ON THIS DAY - September
2 September 1805: Nelson to Captain Henry Blackwood who had called at Merton, "I am sure you bring me news of the French and Spanish Fleets, and I think I shall yet have to beat them".
4 September 1805: Lady Hamilton writes to Lady Bolton, "My dear friend I am going broken-hearted, as our dear Nelson is immediately going. It seems as though I have had a fortnight's dream, and am awoke to all the misery of this cruel separation."
6 September 1803: Vice Admiral Horatio Nelson writes to his solicitor for his will: " I send you a Codicil to my Will, which you will not communicate to any person breathing; as I would wish you to open, read it, and if not drawn up properly, send me a copy, and I will execute it. It is possible that my personal estate after the disposal of the furniture at Merton, may not amount to £4,000; and sooner than this legacy, or any other, should go unpaid, I would saddle Bronté, or any other estate with legacies."
10 September 1789: On half pay Captain Horatio Nelson asks Captain William Locker: "Is there any idea of our being drawn into a quarrel by these commotions on the continent? I will take care to make my application in time."
13 September 1805: Vice Admiral Horatio Nelson writes in his private diary, "At half past-ten drove from dear dear Merton where I left all which I hold dear in this world, to go to sea to serve My King and Country. May the Great God whom I adore enable me to fulfil the expectations of my Country; and if it is His good pleasure that I should return, my thanks will never cease being offered up to the throne of His Mercy".
14 September 1805: On arrival at Portsmouth from Merton Vice Admiral Horatio Nelson writes in his private diary: "At six o'clock arrived at Portsmouth, and having arranged all my business, embarked at the bathing machines with Mr Rose and Mr Canning at two; got on board the Victory at St Helens, who dined with me; preparing for sea".
17 September 1805: Vice Admiral Horatio Nelson writes off the Eddystone to Emma Hamilton: "I entreat my dear Emma, that you will cheer up; and we will look forward to many happy years, and be surrounded by our children's children. God Almighty can, when he pleases remove the impediment [his marriage to Lady Nelson".

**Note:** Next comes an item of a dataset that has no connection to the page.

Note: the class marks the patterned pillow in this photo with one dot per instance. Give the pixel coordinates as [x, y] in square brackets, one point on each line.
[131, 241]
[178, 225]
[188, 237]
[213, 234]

18 September 1794: Captain Horatio Nelson takes the island of Capraja. To the Governor, enclosing capitulation terms: "Had your answer been a refusal to treat, our attacks by Land and Sea would have commenced, and the lives and property of innocent inhabitants would have been sacrificed by tour fruitless attempt against the superior forces attacking you".
21 September 1796: Commodore Nelson explains to Admiral Sir John Jervis that because of Spain's neutrality he would not take the Spanish vessel La Vengeance, "Although I own my fingers itched for it".
24 September 1793: Off Leghorn Captain Horatio Nelson wrote: "An express came that a French man-of-war, and three sail under her convoy, had anchored under Sardinia. . . Unfit as my ship was, I had nothing left for the honour of our country but to sail, which I did two hours afterwards. It was necessary to show them what an English man-of-war would do".
25 September 1805: Vice Admiral Horatio Nelson off Cape St Vincent, sends Thunderer and Euralyus ahead to announce his approach. To Vice Admiral Cuthbert Collingwood, he writes, "If you are in sight of Cadiz not only may no salute take place, but also that no Colours may be hoisted, for it is well not to proclaim to the enemy every Ship which may join the Fleet".
27 September 1801: Captain Edward Parker, wounded on the night of 15 August during the attack on the French flotilla at anchor of Boulogne, dies. Vice Admiral Horatio Nelson was very fond of Parker and said, "He suffered much and can suffer more". Nelson subsequently paid for Parker's memorial at Deal, which was subsequently conserved by The 1805 Club.
29 September 1758: HORATIO NELSON was born at Burnham Thorpe, Norfolk, England.